For me, Demo Day became my proud Papa moment. Having spent ten long weeks with each of the teams, down in the trenches, through their peaks and valleys, twists and turns. We had a shared intimacy of experience on the emotional roller coaster that is entrepreneurship. So, as you can imagine, having been so up front and personal, getting to watch them command the stage in front of a large audience was surreal. An out of body experience. And frankly, it was nice to sit back and let them do the walking and talking instead of hearing the sound of my own voice.

With that said, I learned a lot about myself, what it takes to design and execute a program such as Wildfire, and a cornucopia of lessons learned about how to inspire, organize, and lead student teams.

First, and the most important lesson learned, I had to constantly remind myself that I was dealing with students. These were not seasoned entrepreneurs, let alone experienced business folks. For the undergrads, in particular, this was hard work. It required discipline and self-motivation – a tall order when you are used to summer vacations and internships versus the year-long grind that can be the real working world.

Looking ahead to next summer, my goal will be to find the sweet spot between what worked this past summer and what didn’t work. Looking for that bowl of porridge that is just right and by doing so, avoiding the tendency to overcorrect. To hit that mark, here is a list of planned tweaks and key lessons learned:

  • Holding teams accountable – perhaps my biggest challenge was figuring out how to keep teams moving forward. Many spent countless hours researching and thinking about their problem instead of getting out there and pounding the pavement. In addition, since the teams already received their funds (the carrot), I lacked the means (the stick) to drive action. Solution – next summer, teams will receive a “signing bonus” on Day 1. The rest of the funds will be divided over the ten weeks and teams will earn them on a weekly basis by attending the workshops, completing any deliverables that are assigned, and hitting their weekly goals.
  • Bandwidth – running an accelerator is a full-time gig. Due to my other responsibilities and time commitments, I felt that I was unable to give the teams individual attention on a weekly basis, let alone find the time to make sure they were getting work done.
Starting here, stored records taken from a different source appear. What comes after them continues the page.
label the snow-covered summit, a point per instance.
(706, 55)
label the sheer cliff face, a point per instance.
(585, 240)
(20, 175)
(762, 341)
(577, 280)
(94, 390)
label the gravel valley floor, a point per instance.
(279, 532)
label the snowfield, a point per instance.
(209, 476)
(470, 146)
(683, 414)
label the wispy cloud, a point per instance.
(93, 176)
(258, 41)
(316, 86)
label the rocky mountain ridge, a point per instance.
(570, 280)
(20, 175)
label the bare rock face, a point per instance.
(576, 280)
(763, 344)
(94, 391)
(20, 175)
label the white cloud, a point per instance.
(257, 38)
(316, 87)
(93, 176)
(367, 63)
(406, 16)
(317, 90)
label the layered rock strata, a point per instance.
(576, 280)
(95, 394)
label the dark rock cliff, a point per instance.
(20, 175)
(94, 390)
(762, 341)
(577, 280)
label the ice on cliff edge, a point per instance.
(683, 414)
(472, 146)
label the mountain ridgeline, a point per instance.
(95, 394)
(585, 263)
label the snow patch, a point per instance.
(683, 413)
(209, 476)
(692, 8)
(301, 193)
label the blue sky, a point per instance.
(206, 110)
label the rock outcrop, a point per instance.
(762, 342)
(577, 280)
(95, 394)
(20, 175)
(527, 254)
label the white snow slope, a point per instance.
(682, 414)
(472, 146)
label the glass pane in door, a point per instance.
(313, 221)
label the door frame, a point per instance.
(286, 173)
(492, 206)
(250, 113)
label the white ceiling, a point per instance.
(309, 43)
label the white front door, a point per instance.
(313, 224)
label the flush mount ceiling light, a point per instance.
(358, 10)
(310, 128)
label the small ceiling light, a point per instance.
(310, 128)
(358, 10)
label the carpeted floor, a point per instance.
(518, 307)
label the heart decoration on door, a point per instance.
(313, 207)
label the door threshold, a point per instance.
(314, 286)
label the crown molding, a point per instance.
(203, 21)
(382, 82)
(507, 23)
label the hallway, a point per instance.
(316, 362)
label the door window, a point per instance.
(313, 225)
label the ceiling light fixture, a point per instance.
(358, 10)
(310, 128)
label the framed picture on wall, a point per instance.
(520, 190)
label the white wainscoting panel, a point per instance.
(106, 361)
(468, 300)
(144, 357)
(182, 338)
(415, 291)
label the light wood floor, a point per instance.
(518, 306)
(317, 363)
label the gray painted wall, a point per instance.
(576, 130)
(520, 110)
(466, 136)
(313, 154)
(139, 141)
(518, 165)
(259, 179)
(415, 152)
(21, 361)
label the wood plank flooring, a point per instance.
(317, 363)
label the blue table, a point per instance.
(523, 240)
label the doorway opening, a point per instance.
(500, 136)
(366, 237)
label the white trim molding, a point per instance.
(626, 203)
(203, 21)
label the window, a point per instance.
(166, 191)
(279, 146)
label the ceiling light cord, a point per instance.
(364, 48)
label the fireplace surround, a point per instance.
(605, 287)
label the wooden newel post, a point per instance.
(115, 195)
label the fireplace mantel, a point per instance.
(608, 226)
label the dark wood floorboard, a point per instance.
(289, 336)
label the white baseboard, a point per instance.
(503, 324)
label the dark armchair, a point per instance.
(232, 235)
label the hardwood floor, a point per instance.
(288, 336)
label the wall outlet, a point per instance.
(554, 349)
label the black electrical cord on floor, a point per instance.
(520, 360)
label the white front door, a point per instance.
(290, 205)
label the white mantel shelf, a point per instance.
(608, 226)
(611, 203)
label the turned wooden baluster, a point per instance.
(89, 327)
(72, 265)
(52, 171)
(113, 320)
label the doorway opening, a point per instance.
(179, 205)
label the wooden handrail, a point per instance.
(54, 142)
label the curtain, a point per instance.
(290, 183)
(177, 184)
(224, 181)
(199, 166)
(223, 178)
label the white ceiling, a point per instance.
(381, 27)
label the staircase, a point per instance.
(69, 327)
Solution –I plan on distributing the workload with our other staff members and thereby give the teams the attention and support they need week in, week out.
  • Growth hacking – starting Week 1, we will build a learning machine for each of the teams. Less time thinking, more time doing. This is a mentality shift for many of these aspiring entrepreneurs. Adding some bandwidth in terms of staffing as well as introducing workshops on this topic in weeks one and two will be key.
  • Mentorship, mentorship, mentorship – the teams craved and need more one-on-one. Too much unstructured time and a lack of overall accountability left several teams floundering and unmoored. Solution – cut the workshop content in half. Bring in more folks for Office Hours. Hold teams accountable for results.
  • Since I won’t be spending the bulk of the spring next year designing the program, I can use that time to jumpstart the teams. Have them incorporate. Pitch practice to make sure all of the teams understand how to create their tagline, elevator pitch, and 5-minute investor pitch by the time the program officially kicks off. Finally, a workshop on defining your unit metrics so teams get in the habit early of tracking what really matters most and developing the weekly sprints to build, measure, learn.
  • Last but not least, a note for all of you aging, former athletes. When you take six years off from the basketball court, expect to inhale vigorously when you lace back up whatever pair of shoes you have handy. My shots landed in the bushes, the grass, back in my face, everywhere but the bottom of the net and when I wasn’t missing shots, I was dribbling off one of my two left feet. Despite that, like the teams, I persevered and eventually found my groove.

 


My reaction when I finally scored my first bucket after four weeks of air balls, bricks, and dribbling the ball off my two left feet.


I am sad to be signing off. I held on to this last letter because I wasn’t ready to let go. These 12 teams were my family this summer and I wish them all the best in the future. They are Wildfire alumni now, so while they might be done with the program, I am not done with them. Their leadership and mentorship will be key to the next batch.

So with that, I am excited for next summer. The foundation is built. More teams are forming in the classroom and making their way to The Garage. With the above adjustments and tuning, we can build on the success of the first cohort and create a pipeline of successful Northwestern startups moving beyond our hallowed halls into Startup Land USA.